Sin duda, el lector —con la lectura de las anteriores páginas— se nos habrá familiarizado con los sitios de la Alhambra, por lo cual me ocuparé ya con preferencia, en adelante, de las maravillosas leyendas relacionadas con ella, y a las cuales he dado forma cuidadosamente, sacándolas de los varios apuntes y notas que recogí en el transcurso de mis excursiones, del mismo modo que el anticuario forma un ordenado documento histórico sobre unas cuantas letras casi borradas y no inteligibles.
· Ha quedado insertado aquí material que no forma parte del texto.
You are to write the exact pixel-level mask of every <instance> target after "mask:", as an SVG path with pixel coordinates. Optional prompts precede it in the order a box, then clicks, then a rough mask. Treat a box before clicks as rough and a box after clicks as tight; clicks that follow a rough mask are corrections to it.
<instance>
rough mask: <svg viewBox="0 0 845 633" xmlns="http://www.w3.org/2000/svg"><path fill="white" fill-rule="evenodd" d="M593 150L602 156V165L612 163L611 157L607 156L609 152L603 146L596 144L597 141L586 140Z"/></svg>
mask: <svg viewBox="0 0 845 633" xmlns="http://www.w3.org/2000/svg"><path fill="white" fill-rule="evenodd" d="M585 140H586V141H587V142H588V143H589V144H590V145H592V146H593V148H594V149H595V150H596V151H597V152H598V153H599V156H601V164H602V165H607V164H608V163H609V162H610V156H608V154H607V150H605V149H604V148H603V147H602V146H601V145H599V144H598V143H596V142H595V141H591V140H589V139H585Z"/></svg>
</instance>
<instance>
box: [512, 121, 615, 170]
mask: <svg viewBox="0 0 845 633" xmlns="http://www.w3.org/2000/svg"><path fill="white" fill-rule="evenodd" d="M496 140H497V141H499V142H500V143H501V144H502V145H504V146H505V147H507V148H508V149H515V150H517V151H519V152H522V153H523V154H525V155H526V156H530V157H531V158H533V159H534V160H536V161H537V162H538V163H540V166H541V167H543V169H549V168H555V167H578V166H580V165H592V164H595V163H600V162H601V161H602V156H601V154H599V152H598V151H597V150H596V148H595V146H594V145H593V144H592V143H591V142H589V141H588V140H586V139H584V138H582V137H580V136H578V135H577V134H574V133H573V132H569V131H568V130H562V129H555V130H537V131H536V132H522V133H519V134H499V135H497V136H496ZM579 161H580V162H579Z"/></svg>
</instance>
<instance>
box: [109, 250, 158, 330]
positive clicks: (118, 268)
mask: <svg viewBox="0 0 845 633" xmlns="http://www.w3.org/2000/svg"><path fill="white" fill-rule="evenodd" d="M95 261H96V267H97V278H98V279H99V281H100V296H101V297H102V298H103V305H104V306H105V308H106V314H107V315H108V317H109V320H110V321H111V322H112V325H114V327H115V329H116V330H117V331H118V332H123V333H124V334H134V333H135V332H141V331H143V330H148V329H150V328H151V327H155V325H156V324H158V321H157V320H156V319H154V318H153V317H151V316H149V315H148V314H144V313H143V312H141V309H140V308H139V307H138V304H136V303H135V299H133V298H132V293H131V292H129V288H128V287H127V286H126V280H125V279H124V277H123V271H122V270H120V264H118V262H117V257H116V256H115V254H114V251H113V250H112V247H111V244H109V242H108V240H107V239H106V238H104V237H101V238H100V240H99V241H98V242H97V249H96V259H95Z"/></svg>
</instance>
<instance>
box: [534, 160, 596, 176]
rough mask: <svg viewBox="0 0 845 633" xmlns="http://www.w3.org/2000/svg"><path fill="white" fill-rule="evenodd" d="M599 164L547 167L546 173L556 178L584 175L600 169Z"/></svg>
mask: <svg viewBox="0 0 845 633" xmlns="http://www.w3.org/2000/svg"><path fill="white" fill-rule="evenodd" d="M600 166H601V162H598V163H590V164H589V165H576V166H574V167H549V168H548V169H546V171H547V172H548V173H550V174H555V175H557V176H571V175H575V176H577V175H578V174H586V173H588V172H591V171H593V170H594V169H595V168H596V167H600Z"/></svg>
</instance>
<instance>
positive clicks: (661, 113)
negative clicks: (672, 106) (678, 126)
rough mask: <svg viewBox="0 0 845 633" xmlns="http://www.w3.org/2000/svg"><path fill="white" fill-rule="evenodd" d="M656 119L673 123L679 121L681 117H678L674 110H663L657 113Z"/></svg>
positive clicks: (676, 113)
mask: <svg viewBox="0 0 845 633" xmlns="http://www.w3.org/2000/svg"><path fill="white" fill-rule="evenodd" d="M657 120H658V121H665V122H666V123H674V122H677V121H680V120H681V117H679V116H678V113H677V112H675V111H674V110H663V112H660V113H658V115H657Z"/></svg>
Si el escrupuloso lector encuentra algo que lastime su credulidad, sea indulgente recordando la naturaleza especial de aquellos sitios, pues no cabe que sean exigidas allí las leyes de la probabilidad que rigen las cosas comunes de la vida, debiendo sólo tenerse en cuenta que la mayor parte de los sucesos ocurren en los salones de un palacio encantado; que todo sucede y pasa sobre un suelo fantástico.